By capturing the image for L’Enfant, Spencer Rowell moved from being simply a photographer to being an innovator as well. Recent publicity about the poster, including articles and a television documentary in which the model claimed to have slept with 3,000 women, have damaged the message of the image and rewritten the story. Spencer Rowell believes that the model deliberately set out to destroy the message behind the image and contradict the dream that women were buying into. The original image may be tarnished by what we have discovered by the model’s revelations, but this is an iconic image which captured the spirit of the decade in which it was created and can firmly be placed, because of the way it is styled and posed, within the decade.

Spencer Rowell had a proven track record as a photographer before L’Enfant he had worked on the Lois jeans campaign, which used images which were Gothic, black and white and grainy. With his experience and reputation as an advertising photographer, Rowell believed that:

“Advertising follows the patterns of street culture, and combining music with imagery touches the soul. Though the use of photography is becoming more popular, there still remains only a handful of images which become iconic. Being in touch with your feminine side is acceptable but in the eighties it was new and in the music scene the New Romantics wore make up and feminine fabrics. All expressed the same thing, men wanting to say ‘I am heterosexual but also sensitive and caring’.” (Rowell Interview).

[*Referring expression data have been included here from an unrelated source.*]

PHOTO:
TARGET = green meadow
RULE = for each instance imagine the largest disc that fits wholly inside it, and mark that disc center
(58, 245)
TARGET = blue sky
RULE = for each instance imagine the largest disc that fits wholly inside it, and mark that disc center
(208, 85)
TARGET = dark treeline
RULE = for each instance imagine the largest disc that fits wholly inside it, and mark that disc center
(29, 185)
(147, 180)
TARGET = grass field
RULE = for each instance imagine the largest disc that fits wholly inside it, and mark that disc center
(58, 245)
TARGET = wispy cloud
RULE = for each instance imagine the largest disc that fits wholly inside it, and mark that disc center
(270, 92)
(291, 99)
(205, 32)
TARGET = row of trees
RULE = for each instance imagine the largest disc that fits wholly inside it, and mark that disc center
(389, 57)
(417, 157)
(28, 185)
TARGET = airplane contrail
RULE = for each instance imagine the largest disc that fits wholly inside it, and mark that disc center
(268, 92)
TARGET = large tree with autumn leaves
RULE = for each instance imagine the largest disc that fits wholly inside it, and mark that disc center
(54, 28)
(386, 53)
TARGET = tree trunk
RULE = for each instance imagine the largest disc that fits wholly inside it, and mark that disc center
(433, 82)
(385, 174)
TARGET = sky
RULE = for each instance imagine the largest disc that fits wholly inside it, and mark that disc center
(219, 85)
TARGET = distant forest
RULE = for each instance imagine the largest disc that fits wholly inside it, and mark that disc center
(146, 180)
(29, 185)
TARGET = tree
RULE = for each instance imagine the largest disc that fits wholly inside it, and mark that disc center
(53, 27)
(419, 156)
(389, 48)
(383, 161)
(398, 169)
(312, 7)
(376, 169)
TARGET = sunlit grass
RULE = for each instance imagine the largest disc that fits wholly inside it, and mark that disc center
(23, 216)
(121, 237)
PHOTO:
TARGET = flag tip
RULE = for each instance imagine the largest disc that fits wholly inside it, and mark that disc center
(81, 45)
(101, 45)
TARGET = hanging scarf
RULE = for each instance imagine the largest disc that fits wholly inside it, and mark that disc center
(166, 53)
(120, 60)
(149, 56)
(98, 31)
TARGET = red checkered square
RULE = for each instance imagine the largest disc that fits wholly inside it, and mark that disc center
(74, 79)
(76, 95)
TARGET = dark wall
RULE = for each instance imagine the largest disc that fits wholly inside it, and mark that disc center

The image of L’Enfant, which depicted a man who would not be ashamed to express his feelings, reflected new attitudes that would trickle into the mainstream, and which modified the public’s perception of manhood. Popular imagery, such as the Spencer Rowell poster, illustrates a new respect for the body in heterosexual men. In the contemporary men’s magazine Men’s Health the importance of becoming body conscious through diet and exercise is a constant theme. Calvin Klein’s fashion and aftershave campaigns show inspiration taken from L’Enfant, shot in black and white, they used seductive imagery to take the aftershaves Obsession and Eternity to number one in the market place.